Die Arbeitsweise zur Herstellung dieser Steine hatte sich über Jahrtausende hinweg über Babylonier, Ägypter und Römer kaum verändert. Die ersten Ziegelsteinhersteller in unsere Gemeinde waren sicherlich die Römer. Die Soldaten der 4. Vindeliker Kohorte, die hier im Römerkastell stationiert waren, mussten neben ihrem Wachdienst in der Ziegelei arbeiten. Sie stellten Ziegelsteine in vielfältigen Ausführungen her und ihre Erzeugnisse wurden von hier aus mainabwärts und mainaufwärts verschifft. Lehm und Lett, das Rohmaterial holten sie aus den sogenannten Lettlöchern. Diese lagen kurz vor dem Oberwald und zeigten sich bis etwa 1930 in einer etwas tiefer gelegenen sumpfigen Wiese. Nach dem Rückzug der Römer wurde die Produktion vermutlich eingestellt. Etwa gegen Mitte des 19. Jahrhunderts liegen die Unterlagen über den erneuten Anfang und die Inbetriebnahme der ersten Ziegeleien in der Neuzeit vor. In Richtung Kahl befand sich die erste rechts der Straße in der Vertiefung des Geländes hinter dem Kanalhebewerk. Der Volksmund nannte die Ziegeleien auch Russenfabrik oder in Kurzform "Russerik" und die hergestellten Steine einfach "Russen".

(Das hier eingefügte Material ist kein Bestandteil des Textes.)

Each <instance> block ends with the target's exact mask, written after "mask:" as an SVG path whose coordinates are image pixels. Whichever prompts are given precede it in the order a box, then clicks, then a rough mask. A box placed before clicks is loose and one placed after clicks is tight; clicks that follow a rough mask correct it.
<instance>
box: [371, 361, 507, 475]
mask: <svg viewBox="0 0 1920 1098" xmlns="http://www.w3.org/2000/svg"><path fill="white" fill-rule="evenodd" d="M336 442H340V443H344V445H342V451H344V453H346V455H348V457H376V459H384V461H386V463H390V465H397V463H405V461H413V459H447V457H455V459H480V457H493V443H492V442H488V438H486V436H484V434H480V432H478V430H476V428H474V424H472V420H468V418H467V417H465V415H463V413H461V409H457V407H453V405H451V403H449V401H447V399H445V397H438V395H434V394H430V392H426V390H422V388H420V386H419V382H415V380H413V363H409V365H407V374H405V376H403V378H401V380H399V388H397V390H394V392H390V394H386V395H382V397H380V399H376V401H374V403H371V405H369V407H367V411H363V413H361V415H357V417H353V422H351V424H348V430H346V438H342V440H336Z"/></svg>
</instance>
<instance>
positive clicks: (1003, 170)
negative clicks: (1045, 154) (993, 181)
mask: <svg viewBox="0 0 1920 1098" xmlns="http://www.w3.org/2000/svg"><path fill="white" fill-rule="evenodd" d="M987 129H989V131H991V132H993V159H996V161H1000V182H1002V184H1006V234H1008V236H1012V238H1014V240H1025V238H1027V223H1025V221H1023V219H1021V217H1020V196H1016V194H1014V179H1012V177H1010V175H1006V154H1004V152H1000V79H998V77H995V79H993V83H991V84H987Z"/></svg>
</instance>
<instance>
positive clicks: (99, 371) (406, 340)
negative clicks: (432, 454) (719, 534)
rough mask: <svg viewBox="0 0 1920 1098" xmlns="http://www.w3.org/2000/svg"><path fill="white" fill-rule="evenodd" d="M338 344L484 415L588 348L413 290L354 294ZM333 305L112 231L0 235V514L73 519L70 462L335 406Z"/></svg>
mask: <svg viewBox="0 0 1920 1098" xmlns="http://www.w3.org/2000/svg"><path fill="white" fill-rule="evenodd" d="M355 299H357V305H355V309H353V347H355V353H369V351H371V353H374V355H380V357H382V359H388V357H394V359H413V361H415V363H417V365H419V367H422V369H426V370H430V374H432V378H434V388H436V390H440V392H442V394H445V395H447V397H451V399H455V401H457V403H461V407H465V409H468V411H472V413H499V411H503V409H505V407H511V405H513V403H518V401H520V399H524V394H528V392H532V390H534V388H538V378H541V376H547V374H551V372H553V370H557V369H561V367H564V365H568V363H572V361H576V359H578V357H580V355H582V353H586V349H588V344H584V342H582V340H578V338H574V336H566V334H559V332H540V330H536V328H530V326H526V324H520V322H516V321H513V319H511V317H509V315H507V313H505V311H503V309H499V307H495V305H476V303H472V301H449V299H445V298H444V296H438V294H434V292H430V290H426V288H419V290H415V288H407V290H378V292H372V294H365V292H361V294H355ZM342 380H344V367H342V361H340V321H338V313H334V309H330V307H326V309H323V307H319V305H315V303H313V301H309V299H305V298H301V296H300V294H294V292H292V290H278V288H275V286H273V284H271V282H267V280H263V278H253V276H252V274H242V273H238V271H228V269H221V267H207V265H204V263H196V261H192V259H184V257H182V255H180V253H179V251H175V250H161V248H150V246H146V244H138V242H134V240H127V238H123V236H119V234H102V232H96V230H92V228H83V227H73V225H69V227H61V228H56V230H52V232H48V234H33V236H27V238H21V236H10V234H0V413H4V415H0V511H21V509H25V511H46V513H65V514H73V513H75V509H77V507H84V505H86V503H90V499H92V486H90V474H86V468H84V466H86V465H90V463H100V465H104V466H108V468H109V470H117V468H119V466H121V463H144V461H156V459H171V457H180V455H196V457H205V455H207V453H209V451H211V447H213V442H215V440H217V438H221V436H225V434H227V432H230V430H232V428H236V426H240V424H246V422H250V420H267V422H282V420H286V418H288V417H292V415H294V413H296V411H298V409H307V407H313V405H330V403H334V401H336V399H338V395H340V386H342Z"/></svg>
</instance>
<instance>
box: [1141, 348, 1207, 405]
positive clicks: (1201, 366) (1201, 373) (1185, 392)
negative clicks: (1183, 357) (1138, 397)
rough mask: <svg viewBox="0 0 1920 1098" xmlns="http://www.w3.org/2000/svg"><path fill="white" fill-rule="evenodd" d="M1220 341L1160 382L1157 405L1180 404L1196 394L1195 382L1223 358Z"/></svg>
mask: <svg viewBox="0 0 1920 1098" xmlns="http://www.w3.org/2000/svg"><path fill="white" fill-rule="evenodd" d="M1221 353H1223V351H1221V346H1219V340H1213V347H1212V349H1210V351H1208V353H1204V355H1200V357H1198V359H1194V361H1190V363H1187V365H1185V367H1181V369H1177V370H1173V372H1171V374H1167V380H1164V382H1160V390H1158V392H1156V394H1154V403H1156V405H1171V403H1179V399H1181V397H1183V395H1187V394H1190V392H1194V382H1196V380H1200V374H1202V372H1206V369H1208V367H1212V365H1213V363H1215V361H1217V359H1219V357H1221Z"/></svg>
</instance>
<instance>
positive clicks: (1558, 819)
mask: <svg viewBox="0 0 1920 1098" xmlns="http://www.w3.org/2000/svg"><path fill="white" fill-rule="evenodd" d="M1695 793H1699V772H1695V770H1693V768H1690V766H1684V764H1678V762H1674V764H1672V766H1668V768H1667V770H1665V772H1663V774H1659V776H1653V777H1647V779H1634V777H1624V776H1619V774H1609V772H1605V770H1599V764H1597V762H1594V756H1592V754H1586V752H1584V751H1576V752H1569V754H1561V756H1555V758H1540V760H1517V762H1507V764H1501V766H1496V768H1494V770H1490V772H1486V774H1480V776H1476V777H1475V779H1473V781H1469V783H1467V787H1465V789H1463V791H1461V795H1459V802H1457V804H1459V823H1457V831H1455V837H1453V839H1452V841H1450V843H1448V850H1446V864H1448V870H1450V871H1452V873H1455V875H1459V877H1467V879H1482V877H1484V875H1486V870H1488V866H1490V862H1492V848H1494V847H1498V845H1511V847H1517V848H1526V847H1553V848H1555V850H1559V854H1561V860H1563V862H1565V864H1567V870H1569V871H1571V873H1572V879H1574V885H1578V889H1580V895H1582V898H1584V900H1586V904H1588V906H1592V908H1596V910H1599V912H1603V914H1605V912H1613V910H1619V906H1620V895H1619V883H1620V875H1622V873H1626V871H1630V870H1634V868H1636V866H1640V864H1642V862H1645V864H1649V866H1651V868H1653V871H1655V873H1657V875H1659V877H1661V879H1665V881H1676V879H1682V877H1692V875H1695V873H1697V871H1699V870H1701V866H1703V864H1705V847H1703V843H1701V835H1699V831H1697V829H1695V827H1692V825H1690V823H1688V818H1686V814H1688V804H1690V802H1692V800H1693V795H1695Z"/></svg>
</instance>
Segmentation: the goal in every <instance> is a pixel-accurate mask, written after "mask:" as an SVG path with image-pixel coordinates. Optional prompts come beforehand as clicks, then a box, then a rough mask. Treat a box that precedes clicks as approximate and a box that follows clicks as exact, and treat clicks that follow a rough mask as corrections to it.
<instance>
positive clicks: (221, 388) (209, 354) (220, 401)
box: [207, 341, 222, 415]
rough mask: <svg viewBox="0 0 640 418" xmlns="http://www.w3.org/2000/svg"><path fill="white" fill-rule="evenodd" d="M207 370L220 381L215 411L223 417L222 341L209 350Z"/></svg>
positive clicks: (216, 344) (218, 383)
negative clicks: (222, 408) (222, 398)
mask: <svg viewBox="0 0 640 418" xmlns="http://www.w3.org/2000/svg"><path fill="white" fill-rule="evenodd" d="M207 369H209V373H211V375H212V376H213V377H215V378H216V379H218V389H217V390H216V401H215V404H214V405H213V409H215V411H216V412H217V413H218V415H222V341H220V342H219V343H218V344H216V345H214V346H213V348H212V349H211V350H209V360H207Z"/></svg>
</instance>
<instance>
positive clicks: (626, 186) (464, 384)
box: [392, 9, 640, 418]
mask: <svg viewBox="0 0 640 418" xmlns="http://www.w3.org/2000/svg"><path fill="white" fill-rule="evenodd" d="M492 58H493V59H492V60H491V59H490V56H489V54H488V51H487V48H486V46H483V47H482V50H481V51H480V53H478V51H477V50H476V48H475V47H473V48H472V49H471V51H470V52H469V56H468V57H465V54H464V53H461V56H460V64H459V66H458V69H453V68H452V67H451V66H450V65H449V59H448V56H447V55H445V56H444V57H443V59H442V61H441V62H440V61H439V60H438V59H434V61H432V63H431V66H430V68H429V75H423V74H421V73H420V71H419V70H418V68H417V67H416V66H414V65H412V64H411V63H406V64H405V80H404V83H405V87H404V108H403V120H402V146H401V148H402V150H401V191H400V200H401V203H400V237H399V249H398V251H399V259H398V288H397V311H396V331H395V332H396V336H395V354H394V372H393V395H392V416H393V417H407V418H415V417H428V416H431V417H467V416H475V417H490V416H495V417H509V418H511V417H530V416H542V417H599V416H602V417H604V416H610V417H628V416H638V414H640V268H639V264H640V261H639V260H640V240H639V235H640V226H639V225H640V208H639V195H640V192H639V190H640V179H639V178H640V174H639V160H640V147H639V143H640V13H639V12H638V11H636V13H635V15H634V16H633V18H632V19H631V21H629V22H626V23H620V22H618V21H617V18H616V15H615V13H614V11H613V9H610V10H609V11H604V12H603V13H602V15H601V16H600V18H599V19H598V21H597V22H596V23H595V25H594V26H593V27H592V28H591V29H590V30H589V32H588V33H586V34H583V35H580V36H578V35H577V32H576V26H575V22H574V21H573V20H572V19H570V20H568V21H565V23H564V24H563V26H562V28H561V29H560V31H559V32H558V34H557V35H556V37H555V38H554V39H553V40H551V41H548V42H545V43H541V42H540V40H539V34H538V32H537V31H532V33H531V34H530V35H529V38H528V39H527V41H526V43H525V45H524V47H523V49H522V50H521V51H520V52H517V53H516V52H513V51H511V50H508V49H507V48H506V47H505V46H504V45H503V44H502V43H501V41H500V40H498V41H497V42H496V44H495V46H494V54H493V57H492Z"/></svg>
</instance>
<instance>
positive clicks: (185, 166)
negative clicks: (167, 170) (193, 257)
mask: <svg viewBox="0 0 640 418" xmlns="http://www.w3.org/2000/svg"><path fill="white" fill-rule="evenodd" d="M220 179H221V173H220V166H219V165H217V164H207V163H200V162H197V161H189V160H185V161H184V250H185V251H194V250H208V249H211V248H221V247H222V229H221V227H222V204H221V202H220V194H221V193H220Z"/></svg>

Die Bezeichnung Russenfabrik kommt wahrscheinlich von dem Wort Ruß oder Rußen, denn beim Brennen dieser Steine entstand nämlich viel dunkelroter bis schwarzer Ruß oder Rußasche. Wenn nach dem Erkalten der Öfen mit dem Verkauf der Steine begonnen wurde, dann flog die Rußasche und färbte Menschen und Tiere und im weiten Umkreis auch die  Erde und Vegetation ein. In jeder Ziegelei waren zwei Kolonnen beschäftigt, die im Akkord arbeiteten. Deshalb galt hier der Grundsatz "  Schaffts du was, dann verdienst du was " Zur ersten Kolonne gehörte der Lehmzubereiter, der Karrenfahrer, der Steinformer und zwei Steinabträger. Alle fünf zusammen wurden sie die "Russenmacher" genannt. Die Abträger waren meist Jugendliche, die aus der Schule entlassen, keine Lehrstelle fanden oder ganz einfach keinen Beruf erlernen konnten. Zur zweiten Kolonne gehörte der Ofensetzer, zwei Karrenfahrer, welche die Steine zum Ofen fuhren und ein Kohlenbeiträger. Sie bezeichnete man als die "Russenbrenner".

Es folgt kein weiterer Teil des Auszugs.